Snap says that the 2nd version of their connected camera glasses, Spectacles, are being used 40% more than their initial product offering. Perhaps buoyed by that uptick in usage, the company has released two more frame designs.
Established auto manufacturers like Mercedes-Benz are figuring out how tobuild electric power into their existing product lines, which could present a significant threat to Tesla. The big auto companies have proven they can reliably crank out cars and trucks at scale, something Tesla has struggled with, and with that scale comes more pricing leverage on components from their suppliers.
Apple is increasingly a wearables company. The Apple Watch and AirPods were met with a fair amount of snark and scorn initially, but those products have flourished even among a large field of competitive, established products. For now, Apple seems to have won the wearables war by applying the same disciplined approach to building solid, desirable products with exceptionally good UX that brought them significant market share in smartphones and computers.
Nathan Proctor makes a convincing case that Right to Repair legislation would reduce the cost of medical care by shrinking the maintenance costs associated with complex healthcare equipment like MRI machines.
The Seattle Times draws attention to an Amazon patent that would "put workers in cages" outfitted with mechanical arms, atop robotic platforms.

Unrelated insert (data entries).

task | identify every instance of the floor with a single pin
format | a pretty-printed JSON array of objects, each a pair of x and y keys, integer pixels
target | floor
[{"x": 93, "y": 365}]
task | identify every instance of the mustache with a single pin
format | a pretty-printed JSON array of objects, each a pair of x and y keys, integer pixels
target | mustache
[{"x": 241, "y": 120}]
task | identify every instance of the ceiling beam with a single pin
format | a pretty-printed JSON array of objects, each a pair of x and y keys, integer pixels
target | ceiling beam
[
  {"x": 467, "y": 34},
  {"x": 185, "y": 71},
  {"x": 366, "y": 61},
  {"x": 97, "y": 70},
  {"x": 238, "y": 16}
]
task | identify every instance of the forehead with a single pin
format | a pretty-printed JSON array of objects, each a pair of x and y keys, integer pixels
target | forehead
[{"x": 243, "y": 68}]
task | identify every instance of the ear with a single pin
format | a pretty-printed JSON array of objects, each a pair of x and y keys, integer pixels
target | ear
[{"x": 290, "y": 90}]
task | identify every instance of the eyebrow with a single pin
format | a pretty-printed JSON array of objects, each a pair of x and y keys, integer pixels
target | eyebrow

Amazon certainly has a troubling labor history with their contract fulfillment centers, but this piece's scaremongering obscures the more interesting truth: even big, sophisticated tech companies still depend on the flexibility, speed, and complexity of the human mind.

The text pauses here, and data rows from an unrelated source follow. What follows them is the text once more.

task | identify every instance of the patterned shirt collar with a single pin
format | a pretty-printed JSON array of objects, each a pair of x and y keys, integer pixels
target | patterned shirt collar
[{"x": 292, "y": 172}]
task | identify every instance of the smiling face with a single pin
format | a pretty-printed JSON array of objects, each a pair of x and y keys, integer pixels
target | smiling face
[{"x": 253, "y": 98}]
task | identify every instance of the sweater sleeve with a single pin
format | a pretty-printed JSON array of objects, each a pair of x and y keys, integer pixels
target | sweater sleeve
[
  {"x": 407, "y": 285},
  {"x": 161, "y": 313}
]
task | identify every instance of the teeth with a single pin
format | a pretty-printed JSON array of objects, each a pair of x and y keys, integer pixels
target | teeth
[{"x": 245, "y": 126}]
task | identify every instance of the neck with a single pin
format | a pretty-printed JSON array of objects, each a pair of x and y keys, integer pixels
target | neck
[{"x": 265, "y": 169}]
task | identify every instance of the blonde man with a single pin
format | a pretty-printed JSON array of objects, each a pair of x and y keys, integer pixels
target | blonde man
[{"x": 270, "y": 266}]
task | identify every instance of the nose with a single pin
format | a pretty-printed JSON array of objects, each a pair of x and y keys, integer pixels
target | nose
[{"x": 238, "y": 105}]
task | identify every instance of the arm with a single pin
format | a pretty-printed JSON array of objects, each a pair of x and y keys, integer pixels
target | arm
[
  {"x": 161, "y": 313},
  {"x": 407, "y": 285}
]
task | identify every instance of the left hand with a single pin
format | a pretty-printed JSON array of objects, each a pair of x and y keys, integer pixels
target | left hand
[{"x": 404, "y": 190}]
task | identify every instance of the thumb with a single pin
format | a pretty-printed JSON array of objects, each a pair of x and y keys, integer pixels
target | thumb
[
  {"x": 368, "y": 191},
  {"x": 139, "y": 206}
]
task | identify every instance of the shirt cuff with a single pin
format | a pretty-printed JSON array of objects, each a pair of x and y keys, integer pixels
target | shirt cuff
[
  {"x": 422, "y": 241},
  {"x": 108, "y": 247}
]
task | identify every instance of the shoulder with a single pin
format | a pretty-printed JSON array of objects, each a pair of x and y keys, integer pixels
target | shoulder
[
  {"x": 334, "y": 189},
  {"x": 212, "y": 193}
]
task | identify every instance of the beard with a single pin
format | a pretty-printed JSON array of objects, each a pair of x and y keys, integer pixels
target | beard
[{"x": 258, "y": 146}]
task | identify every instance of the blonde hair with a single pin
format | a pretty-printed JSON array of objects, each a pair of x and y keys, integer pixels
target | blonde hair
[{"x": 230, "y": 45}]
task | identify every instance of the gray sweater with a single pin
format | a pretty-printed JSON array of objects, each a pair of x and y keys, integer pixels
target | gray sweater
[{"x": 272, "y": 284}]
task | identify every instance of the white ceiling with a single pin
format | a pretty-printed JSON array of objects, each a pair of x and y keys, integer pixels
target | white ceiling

An interesting perspective on the value of AR for people will work in the not-distant future: the tech will become the premier method for connecting blue-collar workers (referred to euphemistically as "deskless workers" in the article) to the productive powers of 21st century software and distributed computation.
Largely left to fend for themselves by local and federal governments, organizers in Puerto Rico have taken matters into their own hands to restore power to their communities, both in the literal and figurative senses. Newsweek reports on efforts of anarchists there to create new infrastructure from the ruins.
Preserving "endangered" sounds, namely the blips, rumbles, and hums of earlier analog appliances and electronics.
Peruse the Web Design Museum to see (or fondly remember) what the look and feel of the internet used to be.